Every major company now has some dog in this fight; even the AKC, perhaps misguidedly, has aligned with the TROVAN brand, also "ISO std". Problem: the chips so far have not the best reputation.

They all sound good, until you buy in and find the weaknesses in a patch-work quilt of conflicting, self-serving, market-based free-for-all.

"I know, let's let 'the marketplace' magically deal with driver's licenses". Free enterprise- imagine a dozen private 'licensing' businesses, all competing for what ultimately should be a stable, uniform, universal public service.

Each company touts their "charitable" donations of chips and even scanners, especially to shelters, without mentioning that without a true universal scanner legally required, every vet clinic (probably 10-30x more than shelters nationwide) will face the purchase of multiple scanners, to have any hope that they won't miss some oddball chip or other.

We may return the new scanner and all unused chips, go back to our at least reliable Home Again chips, and make VERY CLEAR to our clients that they do NOT have to subscribe to any annual service. In fact, the AKC registry will apparently continue to keep track of ALL chip numbers, tattoos, etc. for a lifetime fee of 12.50 (Home Again subtly bumped their fee up to 17.50 without clarifying that it was no longer the AKC registry).

The last bit of confusion which I believe came from more marketing trickery is that the entire Colorado Vet Med Association just endorsed the Bayer/ResQ system. When informed of our scanner problem, the officer I spoke with sounded a bit surprised, but mumbled something about the company "promising to make some upgrade within 6 months" or some such nonsense.

Why did they not alert us to the potential problem up front? What compells a company to "upgrade" anything, after they sold the goods? How much will they want for the upgrade?

If I appear pissed, I am. We are.

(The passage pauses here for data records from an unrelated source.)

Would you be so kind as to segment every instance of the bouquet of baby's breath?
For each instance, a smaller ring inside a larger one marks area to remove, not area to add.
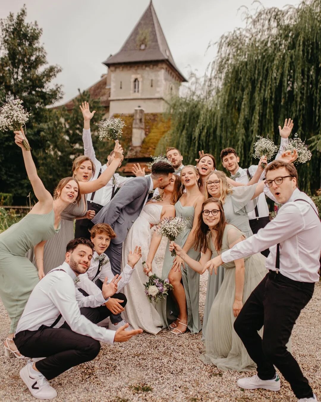
[[[298,133],[296,133],[294,137],[288,139],[284,145],[282,146],[282,151],[293,151],[296,150],[298,153],[298,158],[294,161],[294,163],[305,163],[310,160],[312,156],[311,151],[305,144],[305,140],[301,141],[299,137]]]
[[[171,242],[173,242],[186,229],[186,221],[183,218],[176,216],[174,218],[164,218],[160,221],[156,229],[158,236],[167,237]],[[172,251],[172,256],[175,257],[176,252],[175,250]]]
[[[126,125],[122,119],[110,117],[106,120],[101,120],[97,125],[100,139],[108,138],[116,141],[122,136],[122,129]]]
[[[22,103],[20,99],[14,99],[0,108],[0,131],[18,131],[28,121],[29,113],[24,109]],[[31,149],[25,139],[22,144],[27,151]]]
[[[146,263],[143,262],[143,267],[146,266]],[[145,286],[145,293],[148,297],[150,303],[158,302],[165,298],[165,295],[168,295],[168,291],[171,290],[173,286],[169,283],[168,279],[163,279],[152,272],[148,274],[148,279]]]
[[[266,137],[264,138],[261,135],[257,135],[259,139],[256,141],[253,146],[254,152],[253,155],[254,158],[260,159],[264,155],[266,157],[268,160],[272,159],[272,156],[277,152],[278,147],[275,145],[273,141]],[[264,164],[262,164],[263,169],[265,167]]]
[[[161,154],[160,155],[159,155],[158,156],[152,156],[151,155],[150,158],[151,158],[152,159],[152,162],[148,162],[148,163],[147,164],[147,166],[148,169],[151,169],[152,166],[154,163],[157,163],[157,162],[166,162],[166,163],[168,163],[169,164],[172,164],[168,159],[166,158],[166,156],[165,155],[163,155],[162,154]]]

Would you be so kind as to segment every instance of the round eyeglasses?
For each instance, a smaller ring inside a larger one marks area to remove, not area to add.
[[[276,177],[274,180],[266,180],[265,185],[266,187],[272,187],[272,185],[273,184],[273,182],[274,182],[276,185],[279,186],[280,184],[282,184],[283,183],[283,179],[285,178],[286,177],[293,177],[293,176],[280,176],[279,177]]]
[[[211,211],[209,211],[208,209],[204,209],[202,211],[202,213],[205,216],[208,216],[210,212],[213,216],[216,216],[219,212],[219,209],[212,209]]]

The doctor feels that her reputation is at stake, if anything negative comes out of some program she even indirectly appears to endorse.

I would encourage anyone interested in these matters to read the most detailed, comprehensive sites, the manufacturers sites, independent non-profit sites, etc. and then CONTACT your own State Veterinary Association, veterinarian, and shelters, and find out what their first-hand opinions and experiences are.

I fear the professional standards of all these people are being undermined by the changes made to the previous system, and the lack of clear coordination with regard to the implementation of new standards.

Perhaps only a concerted effort to demand each State Association grow a spine, join together, and face up to the need for a national co-ordinated and unified registry and clear, true loophole-proof standards.